While RetrievalAugmentationAdvisor implements a linear flow, users can implement custom Advisors for advanced patterns like conditional, branching, recursive, and adaptive flows. More documentation is to come and we encourage you to send feedback on our github issue tracker.

Other improvements

There were a few locations where Spring Boot being used in the model modules. This is no longer the case. The only dependencies on Spring Boot are not isolated to the autoconfigure module.

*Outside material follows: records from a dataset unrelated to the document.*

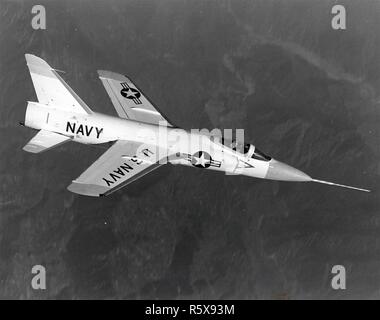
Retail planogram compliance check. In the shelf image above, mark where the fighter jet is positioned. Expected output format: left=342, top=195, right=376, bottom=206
left=21, top=54, right=369, bottom=197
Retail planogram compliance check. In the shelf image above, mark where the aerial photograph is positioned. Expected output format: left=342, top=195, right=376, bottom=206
left=0, top=0, right=380, bottom=302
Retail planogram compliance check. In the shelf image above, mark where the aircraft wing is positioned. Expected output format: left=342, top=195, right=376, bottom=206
left=98, top=70, right=172, bottom=127
left=23, top=130, right=70, bottom=153
left=67, top=140, right=166, bottom=197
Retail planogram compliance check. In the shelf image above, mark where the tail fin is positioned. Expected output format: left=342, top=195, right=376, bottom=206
left=23, top=130, right=70, bottom=153
left=25, top=54, right=92, bottom=114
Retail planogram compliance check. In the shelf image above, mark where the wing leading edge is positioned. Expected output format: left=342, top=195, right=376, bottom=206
left=67, top=140, right=168, bottom=197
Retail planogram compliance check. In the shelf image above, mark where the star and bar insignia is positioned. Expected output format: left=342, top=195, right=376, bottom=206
left=120, top=82, right=142, bottom=104
left=187, top=151, right=221, bottom=168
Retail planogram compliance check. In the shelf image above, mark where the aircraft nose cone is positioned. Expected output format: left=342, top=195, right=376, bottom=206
left=265, top=159, right=312, bottom=181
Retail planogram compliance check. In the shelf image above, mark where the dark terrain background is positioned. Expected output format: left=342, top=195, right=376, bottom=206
left=0, top=0, right=380, bottom=299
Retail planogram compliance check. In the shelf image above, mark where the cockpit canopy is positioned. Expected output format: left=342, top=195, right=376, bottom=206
left=215, top=138, right=272, bottom=161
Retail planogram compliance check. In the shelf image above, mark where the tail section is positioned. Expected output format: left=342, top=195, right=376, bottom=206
left=25, top=54, right=92, bottom=114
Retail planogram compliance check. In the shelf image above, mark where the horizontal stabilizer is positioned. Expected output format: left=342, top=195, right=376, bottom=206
left=23, top=130, right=70, bottom=153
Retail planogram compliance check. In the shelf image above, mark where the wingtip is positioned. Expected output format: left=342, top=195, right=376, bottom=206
left=25, top=53, right=53, bottom=69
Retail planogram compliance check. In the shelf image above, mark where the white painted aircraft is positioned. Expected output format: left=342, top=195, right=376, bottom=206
left=21, top=54, right=369, bottom=196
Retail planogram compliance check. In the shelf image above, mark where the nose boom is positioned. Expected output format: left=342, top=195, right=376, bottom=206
left=265, top=159, right=313, bottom=182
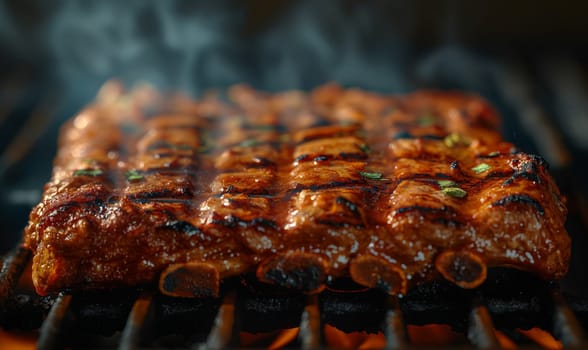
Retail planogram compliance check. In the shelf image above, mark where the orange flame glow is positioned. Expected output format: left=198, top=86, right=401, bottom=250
left=494, top=329, right=517, bottom=350
left=268, top=327, right=300, bottom=350
left=0, top=329, right=38, bottom=350
left=517, top=328, right=563, bottom=350
left=406, top=324, right=466, bottom=346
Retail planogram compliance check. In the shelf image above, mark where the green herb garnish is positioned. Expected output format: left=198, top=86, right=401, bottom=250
left=417, top=114, right=437, bottom=127
left=443, top=132, right=471, bottom=147
left=239, top=139, right=260, bottom=147
left=74, top=169, right=104, bottom=176
left=359, top=171, right=382, bottom=180
left=441, top=187, right=468, bottom=198
left=125, top=170, right=143, bottom=181
left=472, top=163, right=492, bottom=174
left=437, top=180, right=457, bottom=188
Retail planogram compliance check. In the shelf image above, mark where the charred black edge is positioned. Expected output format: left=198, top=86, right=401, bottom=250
left=265, top=265, right=324, bottom=291
left=392, top=131, right=445, bottom=141
left=393, top=205, right=465, bottom=227
left=393, top=205, right=455, bottom=214
left=288, top=180, right=364, bottom=193
left=212, top=215, right=279, bottom=230
left=146, top=140, right=198, bottom=152
left=127, top=187, right=193, bottom=202
left=335, top=196, right=361, bottom=218
left=241, top=121, right=288, bottom=132
left=492, top=194, right=545, bottom=215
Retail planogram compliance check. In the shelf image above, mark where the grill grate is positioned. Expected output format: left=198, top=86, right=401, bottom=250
left=0, top=249, right=588, bottom=349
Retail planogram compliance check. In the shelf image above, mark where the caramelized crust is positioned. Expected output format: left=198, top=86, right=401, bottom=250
left=24, top=85, right=570, bottom=297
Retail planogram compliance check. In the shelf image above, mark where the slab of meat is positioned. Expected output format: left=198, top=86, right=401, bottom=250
left=24, top=83, right=570, bottom=296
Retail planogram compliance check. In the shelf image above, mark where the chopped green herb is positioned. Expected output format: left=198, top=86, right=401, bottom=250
left=417, top=114, right=437, bottom=127
left=125, top=170, right=143, bottom=181
left=339, top=119, right=357, bottom=126
left=441, top=187, right=468, bottom=198
left=443, top=132, right=471, bottom=147
left=472, top=163, right=492, bottom=174
left=74, top=169, right=104, bottom=176
left=359, top=171, right=382, bottom=180
left=249, top=124, right=276, bottom=131
left=359, top=143, right=370, bottom=153
left=437, top=180, right=457, bottom=188
left=239, top=139, right=260, bottom=147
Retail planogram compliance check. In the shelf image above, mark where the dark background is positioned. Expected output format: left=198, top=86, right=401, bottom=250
left=0, top=0, right=588, bottom=296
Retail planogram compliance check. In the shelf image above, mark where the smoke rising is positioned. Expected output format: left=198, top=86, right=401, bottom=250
left=0, top=0, right=422, bottom=101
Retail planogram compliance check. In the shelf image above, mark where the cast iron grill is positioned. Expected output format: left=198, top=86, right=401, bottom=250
left=0, top=249, right=588, bottom=349
left=0, top=51, right=588, bottom=349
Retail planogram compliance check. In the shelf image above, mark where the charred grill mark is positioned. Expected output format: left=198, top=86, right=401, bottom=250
left=141, top=165, right=196, bottom=176
left=294, top=154, right=309, bottom=164
left=218, top=185, right=270, bottom=196
left=392, top=131, right=414, bottom=140
left=492, top=194, right=545, bottom=215
left=432, top=218, right=464, bottom=229
left=152, top=152, right=194, bottom=159
left=396, top=173, right=453, bottom=184
left=294, top=152, right=367, bottom=165
left=339, top=152, right=367, bottom=160
left=419, top=134, right=445, bottom=141
left=308, top=118, right=333, bottom=129
left=315, top=219, right=365, bottom=228
left=127, top=186, right=192, bottom=200
left=212, top=215, right=279, bottom=230
left=241, top=122, right=288, bottom=133
left=129, top=198, right=192, bottom=206
left=147, top=141, right=195, bottom=152
left=251, top=156, right=277, bottom=168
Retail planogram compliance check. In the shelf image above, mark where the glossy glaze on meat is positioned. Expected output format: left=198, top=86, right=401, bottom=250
left=25, top=84, right=570, bottom=296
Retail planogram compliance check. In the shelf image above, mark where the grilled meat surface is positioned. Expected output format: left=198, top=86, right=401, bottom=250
left=24, top=83, right=570, bottom=296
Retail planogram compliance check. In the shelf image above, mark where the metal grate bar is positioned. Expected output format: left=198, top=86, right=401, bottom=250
left=496, top=60, right=571, bottom=169
left=0, top=94, right=61, bottom=176
left=384, top=296, right=406, bottom=349
left=197, top=291, right=239, bottom=350
left=37, top=294, right=72, bottom=350
left=468, top=301, right=500, bottom=349
left=118, top=293, right=153, bottom=350
left=298, top=294, right=322, bottom=349
left=552, top=290, right=588, bottom=349
left=0, top=247, right=31, bottom=300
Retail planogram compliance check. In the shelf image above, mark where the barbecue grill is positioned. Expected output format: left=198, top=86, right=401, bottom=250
left=0, top=0, right=588, bottom=349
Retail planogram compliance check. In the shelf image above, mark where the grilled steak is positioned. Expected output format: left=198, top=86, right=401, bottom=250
left=24, top=83, right=570, bottom=296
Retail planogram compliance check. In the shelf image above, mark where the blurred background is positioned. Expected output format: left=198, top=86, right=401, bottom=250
left=0, top=0, right=588, bottom=252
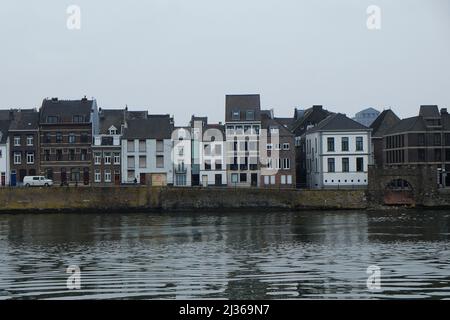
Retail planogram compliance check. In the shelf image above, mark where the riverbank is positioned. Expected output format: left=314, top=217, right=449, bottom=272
left=0, top=186, right=368, bottom=213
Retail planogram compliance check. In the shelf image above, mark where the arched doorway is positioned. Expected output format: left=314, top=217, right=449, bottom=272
left=384, top=179, right=416, bottom=205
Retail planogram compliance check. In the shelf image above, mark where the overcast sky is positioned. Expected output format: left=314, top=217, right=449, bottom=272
left=0, top=0, right=450, bottom=125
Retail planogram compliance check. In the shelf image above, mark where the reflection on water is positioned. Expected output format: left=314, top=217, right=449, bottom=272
left=0, top=211, right=450, bottom=299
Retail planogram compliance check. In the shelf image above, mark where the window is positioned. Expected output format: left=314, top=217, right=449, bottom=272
left=56, top=149, right=62, bottom=161
left=283, top=158, right=291, bottom=170
left=105, top=169, right=111, bottom=182
left=156, top=156, right=164, bottom=168
left=356, top=158, right=364, bottom=172
left=69, top=132, right=75, bottom=143
left=127, top=156, right=135, bottom=169
left=356, top=137, right=364, bottom=151
left=104, top=152, right=111, bottom=164
left=14, top=152, right=22, bottom=164
left=44, top=132, right=52, bottom=143
left=80, top=132, right=89, bottom=144
left=139, top=156, right=147, bottom=168
left=108, top=126, right=119, bottom=136
left=327, top=138, right=334, bottom=152
left=73, top=115, right=84, bottom=123
left=81, top=149, right=87, bottom=161
left=69, top=149, right=75, bottom=161
left=27, top=152, right=34, bottom=164
left=114, top=152, right=120, bottom=164
left=94, top=152, right=102, bottom=164
left=156, top=140, right=164, bottom=152
left=127, top=140, right=134, bottom=152
left=139, top=140, right=147, bottom=152
left=47, top=116, right=58, bottom=123
left=342, top=158, right=350, bottom=172
left=94, top=169, right=102, bottom=183
left=341, top=137, right=349, bottom=151
left=27, top=136, right=34, bottom=146
left=328, top=158, right=335, bottom=172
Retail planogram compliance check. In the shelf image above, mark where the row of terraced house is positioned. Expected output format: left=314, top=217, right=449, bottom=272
left=0, top=95, right=450, bottom=188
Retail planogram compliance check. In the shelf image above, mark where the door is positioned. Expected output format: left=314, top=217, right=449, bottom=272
left=216, top=174, right=222, bottom=186
left=11, top=171, right=17, bottom=187
left=251, top=173, right=258, bottom=187
left=19, top=169, right=27, bottom=183
left=61, top=168, right=67, bottom=184
left=114, top=171, right=120, bottom=186
left=83, top=168, right=89, bottom=186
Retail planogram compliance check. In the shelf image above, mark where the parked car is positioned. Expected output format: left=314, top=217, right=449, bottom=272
left=23, top=176, right=53, bottom=187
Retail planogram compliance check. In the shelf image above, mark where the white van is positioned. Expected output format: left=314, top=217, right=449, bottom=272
left=23, top=176, right=53, bottom=187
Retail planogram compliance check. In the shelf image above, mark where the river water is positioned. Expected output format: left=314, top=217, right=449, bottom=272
left=0, top=211, right=450, bottom=299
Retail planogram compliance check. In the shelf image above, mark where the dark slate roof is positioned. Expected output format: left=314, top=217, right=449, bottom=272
left=419, top=105, right=441, bottom=118
left=39, top=99, right=94, bottom=124
left=0, top=120, right=11, bottom=144
left=9, top=109, right=39, bottom=131
left=98, top=109, right=125, bottom=134
left=225, top=94, right=261, bottom=122
left=123, top=115, right=174, bottom=140
left=307, top=113, right=370, bottom=133
left=289, top=105, right=333, bottom=135
left=0, top=109, right=11, bottom=120
left=385, top=116, right=427, bottom=135
left=370, top=110, right=400, bottom=138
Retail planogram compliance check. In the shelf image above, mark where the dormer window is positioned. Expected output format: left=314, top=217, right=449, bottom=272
left=108, top=126, right=119, bottom=136
left=47, top=116, right=58, bottom=123
left=73, top=115, right=84, bottom=123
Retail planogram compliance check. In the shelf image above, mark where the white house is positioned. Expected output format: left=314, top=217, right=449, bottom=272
left=121, top=115, right=173, bottom=186
left=305, top=113, right=371, bottom=188
left=0, top=120, right=10, bottom=188
left=172, top=127, right=192, bottom=187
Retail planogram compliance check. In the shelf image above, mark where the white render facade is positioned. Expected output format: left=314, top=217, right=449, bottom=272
left=0, top=137, right=10, bottom=188
left=306, top=129, right=372, bottom=189
left=121, top=139, right=173, bottom=186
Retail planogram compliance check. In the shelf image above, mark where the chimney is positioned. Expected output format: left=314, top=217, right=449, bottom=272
left=313, top=105, right=323, bottom=111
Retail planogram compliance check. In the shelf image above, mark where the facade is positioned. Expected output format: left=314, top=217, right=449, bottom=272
left=305, top=113, right=371, bottom=189
left=370, top=109, right=400, bottom=167
left=92, top=108, right=147, bottom=186
left=383, top=105, right=450, bottom=187
left=121, top=115, right=174, bottom=186
left=39, top=98, right=98, bottom=185
left=353, top=108, right=380, bottom=127
left=172, top=127, right=192, bottom=187
left=260, top=111, right=296, bottom=188
left=0, top=120, right=10, bottom=188
left=9, top=109, right=40, bottom=186
left=290, top=105, right=331, bottom=188
left=225, top=95, right=261, bottom=187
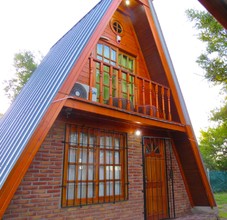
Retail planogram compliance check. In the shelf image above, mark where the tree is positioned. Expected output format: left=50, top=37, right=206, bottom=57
left=186, top=9, right=227, bottom=87
left=186, top=9, right=227, bottom=170
left=4, top=51, right=38, bottom=101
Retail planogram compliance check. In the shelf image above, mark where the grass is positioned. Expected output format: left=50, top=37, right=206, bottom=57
left=214, top=192, right=227, bottom=219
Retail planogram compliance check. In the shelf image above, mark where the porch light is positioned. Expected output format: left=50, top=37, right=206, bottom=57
left=125, top=0, right=130, bottom=5
left=135, top=129, right=141, bottom=136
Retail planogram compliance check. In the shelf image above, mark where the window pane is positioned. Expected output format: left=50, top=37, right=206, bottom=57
left=77, top=165, right=87, bottom=180
left=114, top=151, right=120, bottom=164
left=106, top=151, right=113, bottom=164
left=68, top=165, right=76, bottom=180
left=99, top=137, right=105, bottom=148
left=115, top=181, right=121, bottom=195
left=99, top=150, right=104, bottom=164
left=67, top=183, right=74, bottom=199
left=80, top=133, right=88, bottom=146
left=70, top=133, right=78, bottom=146
left=89, top=149, right=94, bottom=163
left=99, top=166, right=104, bottom=180
left=88, top=166, right=94, bottom=180
left=106, top=137, right=112, bottom=148
left=63, top=125, right=127, bottom=206
left=106, top=182, right=113, bottom=196
left=99, top=182, right=104, bottom=196
left=104, top=87, right=110, bottom=100
left=89, top=135, right=95, bottom=147
left=97, top=44, right=102, bottom=55
left=103, top=68, right=110, bottom=86
left=88, top=183, right=94, bottom=198
left=128, top=58, right=133, bottom=70
left=77, top=183, right=86, bottom=199
left=68, top=148, right=76, bottom=162
left=106, top=166, right=113, bottom=180
left=104, top=45, right=110, bottom=58
left=78, top=149, right=87, bottom=163
left=114, top=138, right=120, bottom=149
left=115, top=166, right=121, bottom=179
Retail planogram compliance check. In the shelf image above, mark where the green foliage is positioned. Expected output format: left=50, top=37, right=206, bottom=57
left=186, top=9, right=227, bottom=170
left=200, top=123, right=227, bottom=170
left=186, top=9, right=227, bottom=87
left=214, top=192, right=227, bottom=219
left=4, top=51, right=38, bottom=101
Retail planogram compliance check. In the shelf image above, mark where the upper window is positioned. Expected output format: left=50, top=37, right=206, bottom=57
left=111, top=20, right=123, bottom=35
left=95, top=43, right=135, bottom=103
left=63, top=125, right=127, bottom=206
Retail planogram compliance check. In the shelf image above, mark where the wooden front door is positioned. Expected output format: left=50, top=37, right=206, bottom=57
left=143, top=137, right=168, bottom=220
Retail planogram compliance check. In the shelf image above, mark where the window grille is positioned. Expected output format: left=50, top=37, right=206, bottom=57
left=62, top=125, right=127, bottom=206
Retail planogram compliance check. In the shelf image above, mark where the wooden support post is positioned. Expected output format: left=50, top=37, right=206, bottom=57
left=155, top=84, right=160, bottom=118
left=109, top=66, right=113, bottom=105
left=167, top=88, right=172, bottom=121
left=142, top=79, right=146, bottom=114
left=99, top=62, right=104, bottom=103
left=118, top=70, right=122, bottom=108
left=161, top=86, right=166, bottom=119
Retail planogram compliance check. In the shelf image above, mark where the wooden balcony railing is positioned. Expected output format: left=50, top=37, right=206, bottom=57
left=85, top=58, right=172, bottom=121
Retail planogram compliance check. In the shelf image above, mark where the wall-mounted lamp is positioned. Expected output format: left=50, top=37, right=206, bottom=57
left=116, top=35, right=121, bottom=43
left=135, top=129, right=141, bottom=136
left=125, top=0, right=130, bottom=5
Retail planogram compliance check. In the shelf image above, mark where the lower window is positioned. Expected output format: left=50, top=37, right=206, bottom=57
left=62, top=125, right=128, bottom=206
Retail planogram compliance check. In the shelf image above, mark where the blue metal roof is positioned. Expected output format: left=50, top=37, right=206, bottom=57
left=0, top=0, right=112, bottom=188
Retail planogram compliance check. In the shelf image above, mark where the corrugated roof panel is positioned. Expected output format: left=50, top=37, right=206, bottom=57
left=0, top=0, right=112, bottom=188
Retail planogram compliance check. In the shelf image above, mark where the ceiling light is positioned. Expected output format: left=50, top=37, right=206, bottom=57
left=125, top=0, right=130, bottom=5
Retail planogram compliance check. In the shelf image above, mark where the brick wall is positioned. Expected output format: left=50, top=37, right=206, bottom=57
left=172, top=150, right=191, bottom=217
left=3, top=121, right=190, bottom=220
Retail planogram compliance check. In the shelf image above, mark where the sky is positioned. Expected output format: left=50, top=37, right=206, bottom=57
left=0, top=0, right=222, bottom=138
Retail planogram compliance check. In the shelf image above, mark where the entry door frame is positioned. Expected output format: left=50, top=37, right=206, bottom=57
left=142, top=136, right=175, bottom=220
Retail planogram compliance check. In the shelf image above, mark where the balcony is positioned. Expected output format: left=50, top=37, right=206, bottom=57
left=71, top=58, right=172, bottom=121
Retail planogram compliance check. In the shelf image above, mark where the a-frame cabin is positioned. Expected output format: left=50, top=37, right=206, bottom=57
left=0, top=0, right=216, bottom=220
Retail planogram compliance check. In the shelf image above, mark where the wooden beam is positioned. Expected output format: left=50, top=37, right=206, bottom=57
left=199, top=0, right=227, bottom=29
left=65, top=98, right=186, bottom=132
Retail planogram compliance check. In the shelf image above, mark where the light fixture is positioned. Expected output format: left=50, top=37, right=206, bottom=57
left=135, top=129, right=141, bottom=136
left=125, top=0, right=130, bottom=5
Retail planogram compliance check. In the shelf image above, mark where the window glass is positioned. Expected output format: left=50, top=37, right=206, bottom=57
left=63, top=125, right=127, bottom=206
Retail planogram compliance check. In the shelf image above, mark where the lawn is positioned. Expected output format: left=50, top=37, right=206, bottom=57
left=214, top=192, right=227, bottom=219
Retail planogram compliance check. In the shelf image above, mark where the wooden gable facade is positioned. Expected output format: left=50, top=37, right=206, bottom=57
left=0, top=0, right=216, bottom=219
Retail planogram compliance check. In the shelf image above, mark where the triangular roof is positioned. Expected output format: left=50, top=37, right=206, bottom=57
left=0, top=0, right=215, bottom=216
left=199, top=0, right=227, bottom=29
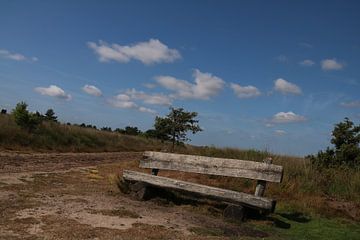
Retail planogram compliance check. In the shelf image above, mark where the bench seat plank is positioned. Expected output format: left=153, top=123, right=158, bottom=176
left=123, top=170, right=275, bottom=211
left=140, top=151, right=283, bottom=183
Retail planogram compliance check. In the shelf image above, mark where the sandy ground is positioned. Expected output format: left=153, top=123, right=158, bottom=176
left=0, top=152, right=267, bottom=239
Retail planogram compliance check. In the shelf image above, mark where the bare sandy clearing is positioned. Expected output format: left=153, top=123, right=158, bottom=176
left=0, top=153, right=266, bottom=239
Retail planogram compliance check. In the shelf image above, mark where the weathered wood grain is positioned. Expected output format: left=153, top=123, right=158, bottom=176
left=123, top=170, right=275, bottom=211
left=140, top=152, right=283, bottom=182
left=255, top=158, right=272, bottom=197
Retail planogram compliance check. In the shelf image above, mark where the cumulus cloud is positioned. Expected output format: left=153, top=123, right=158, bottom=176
left=0, top=49, right=38, bottom=62
left=108, top=94, right=156, bottom=114
left=340, top=100, right=360, bottom=108
left=143, top=83, right=156, bottom=89
left=138, top=107, right=156, bottom=114
left=34, top=85, right=71, bottom=100
left=274, top=129, right=286, bottom=136
left=299, top=42, right=313, bottom=48
left=82, top=84, right=102, bottom=97
left=274, top=78, right=301, bottom=94
left=230, top=83, right=261, bottom=98
left=125, top=88, right=171, bottom=106
left=88, top=39, right=181, bottom=64
left=299, top=59, right=315, bottom=67
left=155, top=69, right=225, bottom=100
left=108, top=96, right=138, bottom=108
left=271, top=112, right=306, bottom=123
left=275, top=55, right=289, bottom=63
left=321, top=58, right=345, bottom=71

Azure OpenAI SDK upgraded to version 12 beta.

Documentation

  • Added a comprehensive Chat Model comparison page
  • Restructured documentation navigation for better accessibility
  • Updated diagrams for chat model architecture
  • Added guide for programmatic configuration of Vertex embeddings with service accounts
  • Enhanced integration guides:
  • Ollama updates:
    • New auto-pull functionality
    • Llama32-Vision support
  • Spring AI features:
    • Out-of-the-box support for Llama32-Vision
    • Portable multimodality API
  • Vector database configuration:
    • Milvus
    • Chroma
    • OpenSearch

Expanded configuration and setup documentation, focusing on:

  • Property overrides
  • Code examples
  • Integration patterns across different model types

Vector Store & Embedding Improvements

  • Added new vector store implementations for Oracle Coherence and Azure Cosmos
  • Enhanced existing vector stores:
    • Azure: Provided ability to match pre-existing field names and use of keyless authentication
    • Milvus: Added support for non-default databases
    • Chroma: Introduced builder pattern for better initialization
    • OpenSearch: Improved configuration structure
  • Introduced builder pattern for TokenTextSplitter

Contributors

There were other refactoring, bug fixing, documentation enhancements across the board by a wide range of contributors. If we haven’t gotten to your PR yet, we will, please be patient. Thanks to

Roadmap

We are planning to have one more milestone release, 1.0.0 M5 targeted for late December that focuses on design issues, for example returning more information in the ChatResponse, overhaul the VectorStore API to add/delete and support different query types, unify the API styles of various builders, and more. Then in January we will make a 1.0.0 RC1 release followed quickly by a 1.0.0 GA release.